In between the main house and the guest house was a glass enclosed single room bar and restaurant, and even though we arrived at nine in the evening we were hungry. They fed us a three course meal of chorizo flavored broth and noodle soup, followed by escalopines al cabrales, which is lightly breaded and fried veal cutlets on top of patatas fritas and covered in a blue cheese and pepper sauce. For dessert we had arroz con leche and tarta de abuela, both local favorites.
We awoke at eight the next morning and made our way to the main house for breakfast, before walking one of the four trails around Monón to the Rio Lloredo. It was a peaceful and quiet walk through the morning fog to the river.
We left Casa Corral and Monón, determined to see a Castro this day. Near the north coast, Jesse had researched the Castro de Coaña, which had a museum attached, and was on more flat ground, so we knew we would, for sure, see some that day. We descended the mountains and found sea level again, eventually arriving at the Castro de Coaña, where the friendly museum worker gave us a map and we perused the one room museum, before heading outside to the path toward the Castro village. There were (originally) 80 or so individual huts here, all built out of thin slate pieces stacked quite high and packed closely together; we could imagine, on this sunny day, the villagers more than 2,000 years ago, going about their daily tasks.
The Navia river was nearby to the east, and we drove along it to the town of Navia, where the river lets out into the Cantabrian Sea. We grabbed a burger lunch in the town, after which a stroll followed; we were able to stop at a pasteleria (bakery that specializes in pastries) and pick up some Asturian specific pastries (which we later enjoyed after we returned home). The top picture below is a stature of the mid-19th century poet Ramón de Campoamor, who was born in Navia.
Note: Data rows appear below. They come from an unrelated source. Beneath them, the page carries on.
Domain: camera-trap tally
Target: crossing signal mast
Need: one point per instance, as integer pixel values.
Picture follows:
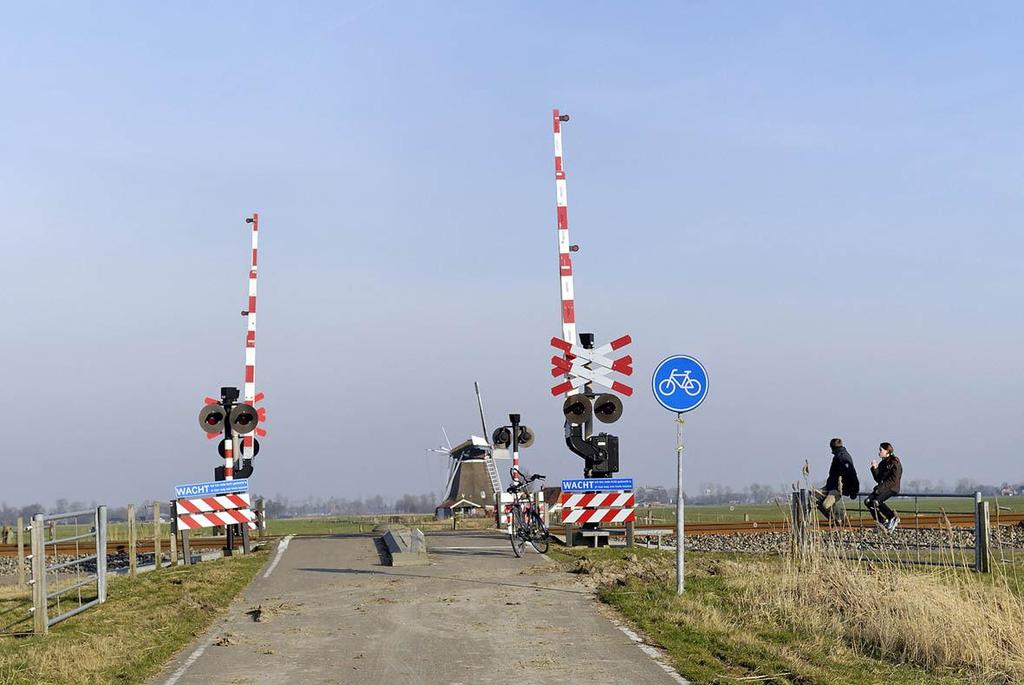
(581, 364)
(239, 442)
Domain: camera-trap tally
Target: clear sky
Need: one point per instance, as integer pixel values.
(822, 202)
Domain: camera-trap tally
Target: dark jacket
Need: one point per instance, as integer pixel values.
(888, 473)
(842, 467)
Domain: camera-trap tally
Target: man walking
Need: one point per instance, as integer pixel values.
(887, 474)
(842, 480)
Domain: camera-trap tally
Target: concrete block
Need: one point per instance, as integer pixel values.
(406, 548)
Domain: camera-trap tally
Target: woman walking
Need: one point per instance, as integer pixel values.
(887, 474)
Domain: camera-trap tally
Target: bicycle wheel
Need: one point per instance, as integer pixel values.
(518, 544)
(539, 532)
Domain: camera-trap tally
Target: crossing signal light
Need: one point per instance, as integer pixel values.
(243, 419)
(607, 408)
(526, 436)
(211, 419)
(239, 450)
(502, 437)
(578, 409)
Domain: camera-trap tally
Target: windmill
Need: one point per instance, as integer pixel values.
(472, 478)
(453, 464)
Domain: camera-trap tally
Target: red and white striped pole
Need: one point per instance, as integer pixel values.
(249, 392)
(564, 257)
(228, 455)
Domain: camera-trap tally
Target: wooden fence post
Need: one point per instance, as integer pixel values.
(156, 536)
(132, 565)
(982, 540)
(20, 552)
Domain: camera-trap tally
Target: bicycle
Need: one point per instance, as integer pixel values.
(527, 526)
(690, 386)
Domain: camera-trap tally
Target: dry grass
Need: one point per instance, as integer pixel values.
(143, 623)
(822, 617)
(942, 619)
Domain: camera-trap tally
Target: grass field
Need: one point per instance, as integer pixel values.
(745, 619)
(693, 513)
(772, 512)
(144, 622)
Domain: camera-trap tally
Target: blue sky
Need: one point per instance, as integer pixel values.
(821, 202)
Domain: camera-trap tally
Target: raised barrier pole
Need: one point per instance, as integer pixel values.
(101, 553)
(40, 625)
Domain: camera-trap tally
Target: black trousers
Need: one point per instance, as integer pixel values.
(876, 504)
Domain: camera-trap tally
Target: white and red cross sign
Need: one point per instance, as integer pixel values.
(582, 366)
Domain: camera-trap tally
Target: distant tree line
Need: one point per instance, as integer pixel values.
(282, 507)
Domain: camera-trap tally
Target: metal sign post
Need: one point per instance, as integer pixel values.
(680, 530)
(680, 385)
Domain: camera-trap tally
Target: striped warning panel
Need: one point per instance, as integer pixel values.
(208, 512)
(597, 500)
(212, 518)
(598, 515)
(608, 507)
(219, 503)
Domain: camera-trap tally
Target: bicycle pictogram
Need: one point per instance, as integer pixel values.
(682, 381)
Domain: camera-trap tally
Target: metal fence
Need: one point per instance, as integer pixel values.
(78, 583)
(921, 544)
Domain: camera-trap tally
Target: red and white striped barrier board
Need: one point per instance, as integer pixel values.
(591, 366)
(613, 507)
(208, 512)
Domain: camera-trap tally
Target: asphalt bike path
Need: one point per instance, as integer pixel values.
(331, 612)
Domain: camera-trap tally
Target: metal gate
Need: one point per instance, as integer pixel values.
(78, 583)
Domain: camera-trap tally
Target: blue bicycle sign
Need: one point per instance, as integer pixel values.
(680, 383)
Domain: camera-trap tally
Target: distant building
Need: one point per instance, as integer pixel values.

After lunch and our walk about town, we had one more stop to make on our Castro trip; to the coast and Castro de Cabo Blanco. We have walked along the Cantabrian Sea and seen its coastline from many different points all over Asturias and Cantabria, but we had a lot of daylight so decided one more stop was worth it (and only a 15-minute drive from Navia)…and was it ever. The path, pictured at the top of the post, led to the a ocean view, and while the winds blew strong that day (check out the white tufts on the ground in the middle picture, we were actually caught in a sea foam attack!), the blues of the sea contrasted with the puffy white clouds in the sky and the lush green grass made for a perfect natural experience. A suitable ending for a jam-packed, mountain, Castro, and sea adventure traveling two days in Asturias.